This project is based on the view that aneurysms represent a pathological response to high wall strain in which the artery wall thins and weakens instead of thickening and strengthening as it does in normal compensatory artery wall remodeling. We hypothesize that inflammatory effects of endothelial cell responses to disturbances in blood flow, and from altered signaling due to extracellular matrix remodeling are important drivers of this switch from compensatory to pathological remodeling. The proposed experiments will test these hypotheses and elucidate mechanisms that link inflammation to aneurysm initiation or progression. We will use two complementary model systems. The first is Marfan syndrome (MFS) mice, which develop severe pathological vascular remodeling and thoracic aortic aneurysms due to a defect in fibrillin 1. The second is continuous infusion of two vasoconstrictors, which induce either compensatory vascular remodeling or moderate pathological remodeling in response to elevated blood pressure. Comparison of these systems will therefore allow us to identify differences between physiological and pathological remodeling of the aorta.
Aim 1 will test the effects of mutations in a critical flow-sensing gene that specifically abolish mechanotransduction pathways without compromising overall functions (with Cores B and C).

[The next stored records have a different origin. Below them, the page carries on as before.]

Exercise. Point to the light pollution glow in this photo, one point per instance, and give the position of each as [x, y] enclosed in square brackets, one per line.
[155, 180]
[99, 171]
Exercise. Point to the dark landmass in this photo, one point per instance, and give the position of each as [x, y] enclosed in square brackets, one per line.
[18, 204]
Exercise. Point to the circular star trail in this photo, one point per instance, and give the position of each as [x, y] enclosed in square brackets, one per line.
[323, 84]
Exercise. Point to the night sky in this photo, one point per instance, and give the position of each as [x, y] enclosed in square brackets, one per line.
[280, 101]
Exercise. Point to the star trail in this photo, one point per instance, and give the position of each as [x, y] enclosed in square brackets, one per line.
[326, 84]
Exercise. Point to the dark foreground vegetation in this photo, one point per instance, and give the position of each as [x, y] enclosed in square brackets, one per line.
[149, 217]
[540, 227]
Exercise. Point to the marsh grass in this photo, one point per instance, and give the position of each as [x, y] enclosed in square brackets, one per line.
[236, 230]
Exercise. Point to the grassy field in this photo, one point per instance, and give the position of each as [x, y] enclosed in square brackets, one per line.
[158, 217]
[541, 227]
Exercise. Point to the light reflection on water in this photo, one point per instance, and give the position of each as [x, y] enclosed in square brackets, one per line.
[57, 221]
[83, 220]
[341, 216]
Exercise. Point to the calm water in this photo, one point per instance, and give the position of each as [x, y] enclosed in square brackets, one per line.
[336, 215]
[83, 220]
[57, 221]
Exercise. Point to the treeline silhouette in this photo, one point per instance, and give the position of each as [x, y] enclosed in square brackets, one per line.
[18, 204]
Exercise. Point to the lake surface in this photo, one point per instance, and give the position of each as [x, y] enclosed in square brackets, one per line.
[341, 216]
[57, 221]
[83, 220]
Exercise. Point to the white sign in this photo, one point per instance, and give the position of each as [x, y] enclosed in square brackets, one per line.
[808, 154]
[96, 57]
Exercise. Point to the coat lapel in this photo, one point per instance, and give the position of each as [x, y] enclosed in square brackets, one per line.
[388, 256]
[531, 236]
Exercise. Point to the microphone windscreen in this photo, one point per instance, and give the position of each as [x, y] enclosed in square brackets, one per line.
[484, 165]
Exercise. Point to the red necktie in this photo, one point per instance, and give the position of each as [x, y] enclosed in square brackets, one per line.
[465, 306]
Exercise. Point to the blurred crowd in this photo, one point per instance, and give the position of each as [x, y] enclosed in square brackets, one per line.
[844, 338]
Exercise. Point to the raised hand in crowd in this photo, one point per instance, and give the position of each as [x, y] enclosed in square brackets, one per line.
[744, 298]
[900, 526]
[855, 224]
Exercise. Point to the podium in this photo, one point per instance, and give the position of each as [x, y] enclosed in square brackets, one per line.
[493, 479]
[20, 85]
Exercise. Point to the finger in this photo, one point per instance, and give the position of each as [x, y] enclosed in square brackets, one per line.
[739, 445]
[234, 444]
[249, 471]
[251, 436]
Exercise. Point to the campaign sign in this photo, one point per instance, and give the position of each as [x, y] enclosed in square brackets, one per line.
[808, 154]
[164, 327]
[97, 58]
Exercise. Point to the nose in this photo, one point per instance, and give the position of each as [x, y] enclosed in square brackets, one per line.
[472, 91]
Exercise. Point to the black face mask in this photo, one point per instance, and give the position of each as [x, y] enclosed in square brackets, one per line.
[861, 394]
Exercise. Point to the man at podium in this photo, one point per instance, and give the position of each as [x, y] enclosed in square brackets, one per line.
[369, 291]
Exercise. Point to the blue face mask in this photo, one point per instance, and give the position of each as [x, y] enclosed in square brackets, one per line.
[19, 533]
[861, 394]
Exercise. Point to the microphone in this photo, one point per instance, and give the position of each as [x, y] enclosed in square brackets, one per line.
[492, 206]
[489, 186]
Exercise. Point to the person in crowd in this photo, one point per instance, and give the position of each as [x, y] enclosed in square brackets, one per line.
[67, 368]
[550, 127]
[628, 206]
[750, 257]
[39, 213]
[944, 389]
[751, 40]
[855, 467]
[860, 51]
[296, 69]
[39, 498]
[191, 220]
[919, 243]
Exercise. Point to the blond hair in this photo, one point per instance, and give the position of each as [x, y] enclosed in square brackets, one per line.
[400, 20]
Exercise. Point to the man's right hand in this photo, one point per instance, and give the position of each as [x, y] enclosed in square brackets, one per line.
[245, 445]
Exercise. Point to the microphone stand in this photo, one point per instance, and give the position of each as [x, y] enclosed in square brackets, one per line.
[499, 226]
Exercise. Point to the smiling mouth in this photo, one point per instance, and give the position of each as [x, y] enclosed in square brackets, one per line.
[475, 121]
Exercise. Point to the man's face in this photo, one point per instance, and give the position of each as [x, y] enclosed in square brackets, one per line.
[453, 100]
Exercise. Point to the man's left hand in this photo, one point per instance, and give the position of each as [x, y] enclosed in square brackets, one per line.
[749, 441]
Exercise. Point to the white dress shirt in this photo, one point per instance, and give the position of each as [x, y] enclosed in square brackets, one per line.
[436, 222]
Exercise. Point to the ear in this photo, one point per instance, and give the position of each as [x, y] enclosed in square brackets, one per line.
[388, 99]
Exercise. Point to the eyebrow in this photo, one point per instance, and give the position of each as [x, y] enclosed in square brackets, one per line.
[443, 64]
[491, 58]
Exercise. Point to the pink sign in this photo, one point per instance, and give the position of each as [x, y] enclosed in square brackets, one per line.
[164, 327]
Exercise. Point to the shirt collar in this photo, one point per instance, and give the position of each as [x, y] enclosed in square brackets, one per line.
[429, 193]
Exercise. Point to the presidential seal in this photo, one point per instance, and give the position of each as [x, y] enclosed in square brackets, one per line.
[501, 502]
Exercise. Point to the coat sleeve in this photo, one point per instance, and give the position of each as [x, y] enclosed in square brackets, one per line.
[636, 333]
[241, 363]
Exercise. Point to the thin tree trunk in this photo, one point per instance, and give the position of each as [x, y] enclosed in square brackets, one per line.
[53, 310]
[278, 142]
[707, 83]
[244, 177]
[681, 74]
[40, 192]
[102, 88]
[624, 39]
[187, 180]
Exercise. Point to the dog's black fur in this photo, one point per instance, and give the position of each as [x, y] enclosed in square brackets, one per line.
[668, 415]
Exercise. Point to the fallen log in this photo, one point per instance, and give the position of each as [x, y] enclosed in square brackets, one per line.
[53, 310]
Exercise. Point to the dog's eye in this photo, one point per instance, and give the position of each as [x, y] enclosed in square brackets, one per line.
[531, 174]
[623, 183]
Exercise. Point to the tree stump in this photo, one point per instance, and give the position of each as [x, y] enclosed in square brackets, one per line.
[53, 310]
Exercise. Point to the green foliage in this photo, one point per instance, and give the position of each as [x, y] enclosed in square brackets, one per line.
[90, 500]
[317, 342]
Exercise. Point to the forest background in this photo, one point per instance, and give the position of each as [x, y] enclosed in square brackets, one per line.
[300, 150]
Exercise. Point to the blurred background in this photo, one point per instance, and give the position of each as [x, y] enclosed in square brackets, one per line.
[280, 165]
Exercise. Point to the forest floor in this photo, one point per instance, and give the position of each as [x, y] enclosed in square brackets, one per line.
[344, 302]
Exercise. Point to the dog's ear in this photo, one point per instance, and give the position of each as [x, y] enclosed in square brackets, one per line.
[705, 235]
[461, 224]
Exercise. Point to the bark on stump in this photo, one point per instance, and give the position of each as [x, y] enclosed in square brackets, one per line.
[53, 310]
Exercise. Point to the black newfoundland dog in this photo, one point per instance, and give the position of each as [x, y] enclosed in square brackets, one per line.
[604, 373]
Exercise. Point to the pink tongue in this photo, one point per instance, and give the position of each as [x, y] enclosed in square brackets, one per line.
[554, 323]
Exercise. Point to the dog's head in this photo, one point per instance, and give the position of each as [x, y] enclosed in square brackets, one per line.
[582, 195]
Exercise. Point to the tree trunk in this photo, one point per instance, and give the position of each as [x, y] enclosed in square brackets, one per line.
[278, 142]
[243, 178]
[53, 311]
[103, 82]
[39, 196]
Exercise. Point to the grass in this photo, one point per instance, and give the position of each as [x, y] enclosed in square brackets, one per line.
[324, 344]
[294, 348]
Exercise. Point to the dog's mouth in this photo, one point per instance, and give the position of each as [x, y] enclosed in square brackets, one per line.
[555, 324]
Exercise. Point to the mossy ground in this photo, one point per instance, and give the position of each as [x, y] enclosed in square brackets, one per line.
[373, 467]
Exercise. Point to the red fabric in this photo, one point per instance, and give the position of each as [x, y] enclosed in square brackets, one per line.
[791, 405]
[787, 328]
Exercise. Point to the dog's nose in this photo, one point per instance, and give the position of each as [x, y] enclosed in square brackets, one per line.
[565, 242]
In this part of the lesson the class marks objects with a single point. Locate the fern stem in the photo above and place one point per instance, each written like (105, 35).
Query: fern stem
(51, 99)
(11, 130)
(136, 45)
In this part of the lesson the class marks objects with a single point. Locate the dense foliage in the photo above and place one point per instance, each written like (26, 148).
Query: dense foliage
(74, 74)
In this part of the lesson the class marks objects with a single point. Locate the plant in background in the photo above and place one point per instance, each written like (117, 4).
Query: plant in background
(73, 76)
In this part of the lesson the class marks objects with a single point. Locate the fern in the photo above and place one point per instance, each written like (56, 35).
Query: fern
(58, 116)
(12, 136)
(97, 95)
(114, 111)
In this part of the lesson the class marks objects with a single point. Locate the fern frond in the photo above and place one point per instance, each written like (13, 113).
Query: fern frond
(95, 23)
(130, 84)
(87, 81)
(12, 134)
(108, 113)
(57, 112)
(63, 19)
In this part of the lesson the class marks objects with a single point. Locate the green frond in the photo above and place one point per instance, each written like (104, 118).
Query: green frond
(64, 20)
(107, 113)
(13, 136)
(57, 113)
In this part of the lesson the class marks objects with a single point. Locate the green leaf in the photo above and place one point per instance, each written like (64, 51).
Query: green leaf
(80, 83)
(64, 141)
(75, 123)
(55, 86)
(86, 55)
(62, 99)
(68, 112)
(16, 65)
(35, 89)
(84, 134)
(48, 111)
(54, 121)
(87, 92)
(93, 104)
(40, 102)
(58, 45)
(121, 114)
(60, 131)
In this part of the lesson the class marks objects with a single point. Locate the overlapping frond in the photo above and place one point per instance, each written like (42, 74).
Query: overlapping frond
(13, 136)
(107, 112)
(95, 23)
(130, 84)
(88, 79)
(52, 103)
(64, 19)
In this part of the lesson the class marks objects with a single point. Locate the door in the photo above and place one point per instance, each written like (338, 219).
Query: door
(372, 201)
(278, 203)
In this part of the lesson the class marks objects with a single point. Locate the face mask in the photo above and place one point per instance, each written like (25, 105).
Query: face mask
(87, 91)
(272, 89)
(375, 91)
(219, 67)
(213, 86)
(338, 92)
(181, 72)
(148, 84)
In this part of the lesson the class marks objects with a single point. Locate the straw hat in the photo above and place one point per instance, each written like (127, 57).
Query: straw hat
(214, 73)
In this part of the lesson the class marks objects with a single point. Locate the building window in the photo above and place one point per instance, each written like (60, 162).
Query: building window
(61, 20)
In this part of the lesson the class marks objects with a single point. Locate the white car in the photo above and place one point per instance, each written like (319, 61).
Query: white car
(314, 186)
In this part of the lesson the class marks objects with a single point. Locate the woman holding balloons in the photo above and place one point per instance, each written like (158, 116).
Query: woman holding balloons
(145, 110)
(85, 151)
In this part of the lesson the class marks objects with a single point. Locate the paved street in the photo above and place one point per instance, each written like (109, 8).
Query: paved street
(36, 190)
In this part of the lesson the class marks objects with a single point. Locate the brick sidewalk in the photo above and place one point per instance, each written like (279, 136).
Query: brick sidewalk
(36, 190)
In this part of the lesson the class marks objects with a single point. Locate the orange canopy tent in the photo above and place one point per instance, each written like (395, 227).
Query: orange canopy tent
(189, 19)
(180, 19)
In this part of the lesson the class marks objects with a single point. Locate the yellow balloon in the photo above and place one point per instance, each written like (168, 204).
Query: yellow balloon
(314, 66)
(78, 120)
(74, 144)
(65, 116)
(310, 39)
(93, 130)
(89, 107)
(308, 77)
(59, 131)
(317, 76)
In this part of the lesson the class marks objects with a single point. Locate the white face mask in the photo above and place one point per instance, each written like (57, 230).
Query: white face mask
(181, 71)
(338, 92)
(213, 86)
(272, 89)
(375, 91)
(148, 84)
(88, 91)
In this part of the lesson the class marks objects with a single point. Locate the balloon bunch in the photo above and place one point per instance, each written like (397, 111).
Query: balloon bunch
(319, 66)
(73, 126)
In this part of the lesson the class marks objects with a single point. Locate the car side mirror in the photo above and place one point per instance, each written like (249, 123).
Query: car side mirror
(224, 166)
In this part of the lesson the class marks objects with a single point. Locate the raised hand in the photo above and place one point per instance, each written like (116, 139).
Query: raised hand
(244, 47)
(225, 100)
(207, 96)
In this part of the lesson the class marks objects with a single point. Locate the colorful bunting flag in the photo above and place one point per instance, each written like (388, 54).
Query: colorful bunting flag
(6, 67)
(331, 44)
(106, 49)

In Aim 2, we will test effects of mutations in integrins and interacting molecules that specifically affect the inflammatory aspects of matrix remodeling (with Cores B and C).
In Aim 3, we will investigate the role of flow in regulating expression of Angiotensin II receptor 1, a well- established mediator of aneurysm formation (with Project 1 and Cores B and C). We will also contribute expertise in mechanotransduction to studies in Projects 1, 2 and 4. Results from these experiments will provide an understanding of how specific inflammatory pathways contribute to thoracic aortic aneurysms (TAAs) and thereby identify potential new targets for pharmacological intervention.
Thoracic aortic aneurysms (TAAs) are generally lethal if they rupture or dissect and currently available treatments to prevent complications are limited to drugs to reduce blood pressure or high-risk surgical interventions. This application proposes the novel hypothesis that inflammatory effects of endothelial cell responses to disturbances in fluid shear stress and matrix remodeling contribute to aneurysm formation and/or progression. In Project 3, we will test these hypotheses and identify the key mediators of these inflammatory pathways in order to identify new targets for therapy.